The dark, misty eyes of the village elder in Garmsir said it all: the disappointment, cumulative fatigue and the worry that you only see in civilians caught up in a long-term combat zone. His gnarled fingers spun his worn beads relentlessly; the dry rivulets engrained on his weatherbeaten face belied his relative youth.
He had just spent an hour or more telling me in pained terms about the predicament of the 500 or so villagers – including the elderly, women and children – who had exiled themselves to the desert outside Garmsir, the southern gateway into central Helmand. For the past few weeks, the Taliban had been slowly suffocating the village with increasingly confident probing attacks against the poorly manned and equipped force of Afghan police garrisoned there. The elder explained that the villagers were left with no option but to flee to the sanctuary of the sand dunes, as they no longer felt safe sleeping in their own beds at night.

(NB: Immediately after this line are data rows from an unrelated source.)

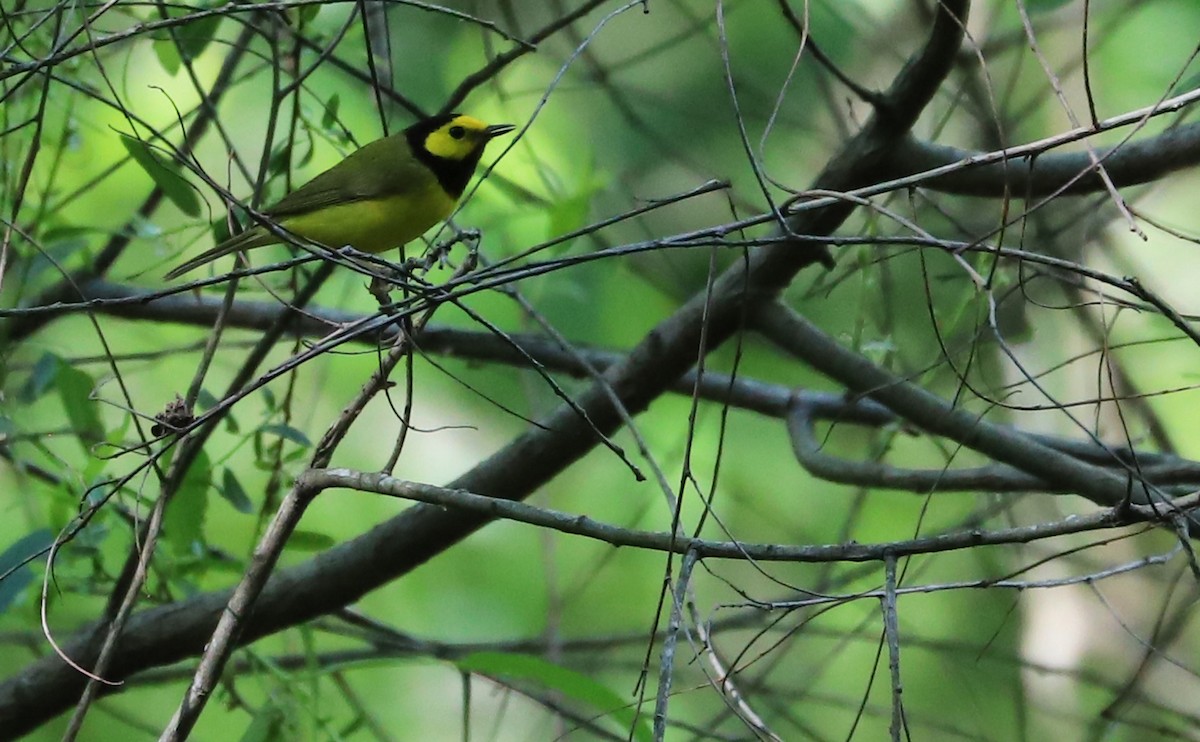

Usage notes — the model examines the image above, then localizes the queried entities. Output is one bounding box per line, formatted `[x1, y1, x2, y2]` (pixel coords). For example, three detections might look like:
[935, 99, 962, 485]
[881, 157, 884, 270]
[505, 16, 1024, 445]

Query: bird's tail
[166, 227, 270, 281]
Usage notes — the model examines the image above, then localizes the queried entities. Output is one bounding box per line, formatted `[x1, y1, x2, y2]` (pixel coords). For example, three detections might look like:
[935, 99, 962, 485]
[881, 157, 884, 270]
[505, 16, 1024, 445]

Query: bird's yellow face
[424, 115, 512, 161]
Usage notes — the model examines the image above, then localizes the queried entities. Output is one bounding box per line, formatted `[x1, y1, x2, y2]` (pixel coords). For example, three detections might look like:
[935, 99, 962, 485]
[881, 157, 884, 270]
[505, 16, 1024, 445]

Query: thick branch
[0, 0, 967, 734]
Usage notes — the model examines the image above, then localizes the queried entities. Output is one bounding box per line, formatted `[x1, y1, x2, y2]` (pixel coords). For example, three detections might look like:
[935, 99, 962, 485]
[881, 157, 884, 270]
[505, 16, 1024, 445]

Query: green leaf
[263, 423, 312, 448]
[1025, 0, 1074, 16]
[456, 652, 654, 740]
[288, 531, 337, 551]
[0, 528, 54, 614]
[150, 38, 184, 77]
[220, 468, 254, 513]
[19, 353, 62, 405]
[121, 134, 200, 216]
[54, 364, 104, 441]
[163, 451, 212, 553]
[175, 13, 222, 61]
[320, 92, 342, 128]
[240, 706, 284, 742]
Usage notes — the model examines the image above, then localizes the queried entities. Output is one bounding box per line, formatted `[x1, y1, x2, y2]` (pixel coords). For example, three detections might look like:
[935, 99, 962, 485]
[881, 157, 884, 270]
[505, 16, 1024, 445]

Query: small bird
[167, 113, 516, 280]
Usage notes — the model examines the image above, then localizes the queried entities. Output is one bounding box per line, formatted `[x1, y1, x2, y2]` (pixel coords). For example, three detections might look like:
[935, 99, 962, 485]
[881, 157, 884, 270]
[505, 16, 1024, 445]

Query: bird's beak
[484, 124, 516, 139]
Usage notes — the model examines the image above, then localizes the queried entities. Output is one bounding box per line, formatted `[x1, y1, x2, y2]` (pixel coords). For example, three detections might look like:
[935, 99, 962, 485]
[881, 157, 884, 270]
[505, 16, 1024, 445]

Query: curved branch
[0, 0, 968, 734]
[888, 124, 1200, 198]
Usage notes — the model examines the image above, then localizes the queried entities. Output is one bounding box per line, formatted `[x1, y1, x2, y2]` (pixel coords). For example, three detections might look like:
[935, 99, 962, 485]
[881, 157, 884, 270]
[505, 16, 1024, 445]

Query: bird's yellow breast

What really troubled me about this conversation was that, once again, the expectations of the ordinary Afghans that we had ostensibly come to help had been dashed. After years of terror under the Taliban regime, the Helmandis had genuinely thought that we were going to make a difference to their almost medieval way of life.
In this case, the elders of Garmsir wanted no more than £25,000 to rebuild and re-equip the horticultural business that had once been a thriving entity in what was the breadbasket of Afghanistan. Their contention, which I had immediately grasped as the commander of British forces in southern Afghanistan in that long, hot summer of 2006, was that if we could provide jobs and an economic platform for their people, then they would keep the Taliban at bay: they would look after their own security, put food in their own mouths, engage their young men in a sustainable livelihood and, most importantly, persuade the sceptical villagers that life was better under coalition forces than under the Taliban.
Could I persuade the Foreign Office or Department for International Development to take a business-based, rather than aid-based approach, to reconstruction and development? Building a sustainable economic platform, creating jobs and a free market, was and remains the best and most cost-efficient way of transforming a failed state into a more prosperous and safer community. Well over $100 million a year has been spent in aid in Afghanistan since 2001 – to what demonstrable end?